Info: detect inheritance relationships

Warning: errors from $manual: $err

Syntax error in your code, or a problem caused by stripping the file. You can run your test-scripts before the files get stripped as long as you do not use make test, because that will try to produce manual-pages as well...

Error: formatter() requires a directory to write the manuals to

You have to provide a value to workdir, which will be used as top directory for the produced output. It does not matter whether there is already some stuff in that directory.

Error: manual definition requires manual object

A call to addManual() expects a new manual object (a OODoc::Manual), however an incompatible thing was passed. Usually, intended was a call to manualsForPackage() or mainManual().

Warning: no file $file to include in the distribution

Probably your MANIFEST file lists this $file which does not exist. The $file will be skipped for now, but may cause problems later on.

Error: no version specified for distribution $dist

Version information will be added to all packages and all manual pages. You need to specify a version and be sure that it changes with each release, or create a file named version or VERSION which contains that data.

Error: parser $name could not be instantiated

Something went wrong while starting the parser object. Probably there is an other error message which will tell you the exact cause.

Error: requires a directory to write the distribution to

You have to give a value to workdir, which may be undef. This option is enforced to avoid the accidental omission of the parameter.

When processing the manifest file, some files must be copied directly to a temporary directory. The packages are first stripped from their pseudo doc, and then written to the same directory.
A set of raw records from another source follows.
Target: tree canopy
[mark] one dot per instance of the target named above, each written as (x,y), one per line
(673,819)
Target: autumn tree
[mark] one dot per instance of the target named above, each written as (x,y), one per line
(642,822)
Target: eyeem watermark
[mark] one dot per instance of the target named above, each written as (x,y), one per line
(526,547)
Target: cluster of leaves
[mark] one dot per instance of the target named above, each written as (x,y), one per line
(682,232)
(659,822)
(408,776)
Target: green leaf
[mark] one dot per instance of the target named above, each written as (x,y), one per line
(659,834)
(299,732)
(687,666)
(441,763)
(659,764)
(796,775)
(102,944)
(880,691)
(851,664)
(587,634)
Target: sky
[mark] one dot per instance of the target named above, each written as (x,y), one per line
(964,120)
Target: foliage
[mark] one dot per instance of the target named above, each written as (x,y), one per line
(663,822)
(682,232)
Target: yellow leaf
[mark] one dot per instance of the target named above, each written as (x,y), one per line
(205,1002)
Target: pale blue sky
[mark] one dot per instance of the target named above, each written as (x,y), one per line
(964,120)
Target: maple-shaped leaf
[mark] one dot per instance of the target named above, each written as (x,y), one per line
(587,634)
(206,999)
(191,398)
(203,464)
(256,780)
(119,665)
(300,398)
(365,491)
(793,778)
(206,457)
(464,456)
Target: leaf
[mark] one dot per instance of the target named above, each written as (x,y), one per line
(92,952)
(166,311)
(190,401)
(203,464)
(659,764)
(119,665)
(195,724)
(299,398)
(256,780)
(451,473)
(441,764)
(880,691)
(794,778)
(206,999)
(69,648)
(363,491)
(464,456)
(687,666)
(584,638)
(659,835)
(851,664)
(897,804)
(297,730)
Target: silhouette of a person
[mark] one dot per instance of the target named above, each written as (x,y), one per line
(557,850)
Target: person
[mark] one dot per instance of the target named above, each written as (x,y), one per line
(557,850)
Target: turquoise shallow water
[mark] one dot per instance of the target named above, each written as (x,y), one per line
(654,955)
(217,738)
That directory will be the place where make dist is run later.

Error: the produced distribution needs a project description

Error: there is no version defined for the source files

Each manual will need a version number. There are various ways to specify one. For instance, create a file named version or VERSION in the top source directory of your distribution, or specify a version as argument to OODoc::new() or OODoc::processFiles().

Error: use regex, code reference or array for file selection, not $type

The processFiles(select) option is not understood. You may specify an ARRAY, regular expression, or a CODE reference.

SEE ALSO

This module is part of OODoc version 3.02, built on August 15, 2025. Website: https://perl.overmeer.net/oodoc/

LICENSE

For contributors see file ChangeLog.

This software is copyright (c) 2003-2025 by Mark Overmeer.

This is free software; you can redistribute it and/or modify it under the same terms as the Perl 5 programming language system itself.